Yes, we get publicity for obscenities like SB 1070 (the "don't be brown on our ground" debacle) and this year's SB 1062 ("my right to be a bigot trumps your right to be gay") -- which, you'll recall, Gov. Jan Brewer's staff helped write and then she had to eat it in the middle of a shitstorm. Disasters always get the media coverage.
And disasters like that happen when your state legislature is gerrymandered to produce a body far to the right of the population. But also remember: Arizonans addressed this a few years ago by voting for an independent redistricting commission. It'll take a few elections to get rid of some powerful people, and Republicans are still filing lawsuits to challenge it, but change is under way.
Mother Mags also was correct in saying that many of our most bone-headed citizens moved here from other states -- we didn't always get the cream of the crop. You sent us your flotsam, so don't blame us when it smells!
I believe it was an editor at the Texas Observer who said decades ago that any thinking person who lives in Texas automatically has a love-hate relationship with the state.
Yes, we still have Sheriff Joe Arpaio (we've tried to get Massachusetts to take him back, but so far they're reluctant to cut a deal).
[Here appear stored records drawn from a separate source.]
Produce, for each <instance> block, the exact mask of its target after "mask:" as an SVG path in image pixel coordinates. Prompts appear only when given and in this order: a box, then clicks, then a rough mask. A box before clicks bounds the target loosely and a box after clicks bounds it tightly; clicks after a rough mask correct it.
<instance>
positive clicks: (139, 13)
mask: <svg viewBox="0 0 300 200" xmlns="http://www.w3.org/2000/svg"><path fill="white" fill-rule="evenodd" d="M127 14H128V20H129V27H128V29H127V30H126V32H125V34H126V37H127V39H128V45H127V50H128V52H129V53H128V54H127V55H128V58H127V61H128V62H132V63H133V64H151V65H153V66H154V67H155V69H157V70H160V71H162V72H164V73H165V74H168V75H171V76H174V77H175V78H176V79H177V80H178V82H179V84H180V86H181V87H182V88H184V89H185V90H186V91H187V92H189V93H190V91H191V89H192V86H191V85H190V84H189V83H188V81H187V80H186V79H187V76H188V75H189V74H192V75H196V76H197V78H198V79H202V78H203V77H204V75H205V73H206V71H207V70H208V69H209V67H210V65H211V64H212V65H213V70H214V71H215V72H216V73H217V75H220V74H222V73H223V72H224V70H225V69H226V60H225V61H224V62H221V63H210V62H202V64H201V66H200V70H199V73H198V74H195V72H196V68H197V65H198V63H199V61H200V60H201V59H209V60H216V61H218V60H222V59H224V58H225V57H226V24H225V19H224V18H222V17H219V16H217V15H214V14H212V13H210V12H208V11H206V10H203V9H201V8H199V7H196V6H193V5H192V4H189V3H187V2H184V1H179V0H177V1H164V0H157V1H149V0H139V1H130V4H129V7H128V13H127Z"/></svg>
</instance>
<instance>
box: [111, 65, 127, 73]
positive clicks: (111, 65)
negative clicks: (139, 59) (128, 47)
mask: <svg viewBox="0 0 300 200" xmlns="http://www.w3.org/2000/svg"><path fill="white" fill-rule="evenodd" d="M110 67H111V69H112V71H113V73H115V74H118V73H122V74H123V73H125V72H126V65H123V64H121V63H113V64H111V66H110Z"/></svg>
Yes, we even still have Sheriff Paul Babeu, who built a career on immigrant-bashing while he was involved in a long-term same-sex relationship with an undocumented Mexican. (Babeu also came from Mass., now that I think about it ... )
We still have a lot of problems that need to be addressed, and the ones that require legislative action probably aren't going to be addressed any time soon.
Let the state without sin cast the first stone.